Le noir n'avait jamais été un problème pour lui. Même enfant, il ne se rappelait pas avoir eu peur du noir. Au moins un bon point pour lui : son père n'aimait pas les signes de faiblesses de la part de son fils aîné. Lors de ses années dans les Covert ops, puis dans la police, l'obscurité avait souvent été son alliée. Il s'y sentait à l'aise. Non, c'était plus que cela, il s'y sentait en sécurité. Peut-être était-ce lié à ses sens ? Il demanderait à Blair et … Non. Il ne pourrait pas. Il ne pouvait pas. C'était trop dangereux. Il fallait qu'il … qu'il l'oublie. Oui, c'était ça la solution, la seule acceptable. Il ne devait plus approcher Blair Sandburg. Il n'avait pas le choix.
Oh mon Dieu ! Jim revoyait le corps immobile de son jeune ami, percé d'une flèche. Mort. Une flèche qu'il avait tirée lui-même.
Jim avait dit à Blair qu'il avait besoin d'espace, qu'il avait l'impression d'étouffer. Il avait menti : il avait besoin de Blair en dehors de sa vie, voilà tout. Parce qu'il savait que si son ami restait auprès de lui plus longtemps, « quelque chose » allait arriver. Quelque chose de terrible.
Alors il avait emballé toutes les affaires de Blair et l'avait jeté dehors, sans autres formes d'explications. Evidemment, Blair avait voulu discuter de tout cela calmement, mais tout ce que voulait Jim c'était en finir. Il était sorti, sans un mot, sans se retourner, comme un voleur. A son retour, Blair était parti.

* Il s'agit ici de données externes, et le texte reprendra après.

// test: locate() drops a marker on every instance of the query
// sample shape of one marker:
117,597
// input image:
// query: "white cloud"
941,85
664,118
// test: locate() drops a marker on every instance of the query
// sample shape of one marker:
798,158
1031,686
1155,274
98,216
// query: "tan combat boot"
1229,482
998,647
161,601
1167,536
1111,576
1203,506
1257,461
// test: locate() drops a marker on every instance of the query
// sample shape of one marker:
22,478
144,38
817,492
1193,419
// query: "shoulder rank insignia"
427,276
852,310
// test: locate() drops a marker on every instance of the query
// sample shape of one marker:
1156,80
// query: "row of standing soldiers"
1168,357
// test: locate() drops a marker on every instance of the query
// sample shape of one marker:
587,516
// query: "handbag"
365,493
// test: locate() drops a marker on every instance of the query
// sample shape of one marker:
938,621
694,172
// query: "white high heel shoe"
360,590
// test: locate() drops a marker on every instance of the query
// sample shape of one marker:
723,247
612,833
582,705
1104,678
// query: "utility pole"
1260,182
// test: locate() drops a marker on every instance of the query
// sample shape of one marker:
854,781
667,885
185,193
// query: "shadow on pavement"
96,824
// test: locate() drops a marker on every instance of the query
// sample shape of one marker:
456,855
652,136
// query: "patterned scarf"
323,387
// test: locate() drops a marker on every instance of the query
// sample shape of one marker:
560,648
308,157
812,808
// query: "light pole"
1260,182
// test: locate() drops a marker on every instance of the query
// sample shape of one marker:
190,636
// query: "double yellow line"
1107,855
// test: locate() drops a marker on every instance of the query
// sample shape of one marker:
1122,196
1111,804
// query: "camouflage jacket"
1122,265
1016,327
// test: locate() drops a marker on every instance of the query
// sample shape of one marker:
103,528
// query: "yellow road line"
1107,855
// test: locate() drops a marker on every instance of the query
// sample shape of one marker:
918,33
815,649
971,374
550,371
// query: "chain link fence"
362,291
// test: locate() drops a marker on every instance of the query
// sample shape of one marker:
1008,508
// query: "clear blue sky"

Et maintenant, Jim se retrouvait seul dans son appartement vide. Dans le noir. Sans Blair à ses côtés.
Il comprit que cette fois l'obscurité ne lui apporterait ni chaleur ni réconfort. Assise dans le noir, la Sentinelle posa sa tête sur ses genoux, des larmes silencieuses coulaient encore sur ses joues.
Ce soir, l'obscurité était le prix qu'il devait payer pour la perte d'une part de son âme.
(1) Un de mes lecteurs m'a fait remarquer que le feu arrière des avions n'était pas rouge ! Diantre. Non, non, non, je ne changerais pas mon histoire (non mais). Je rappelle que ceci est une « fanfiction », le terme important étant « fiction ». Hé ! Vous savez quoi, et bien, les Sentinelles, elles n'existent pas non plus (LOL).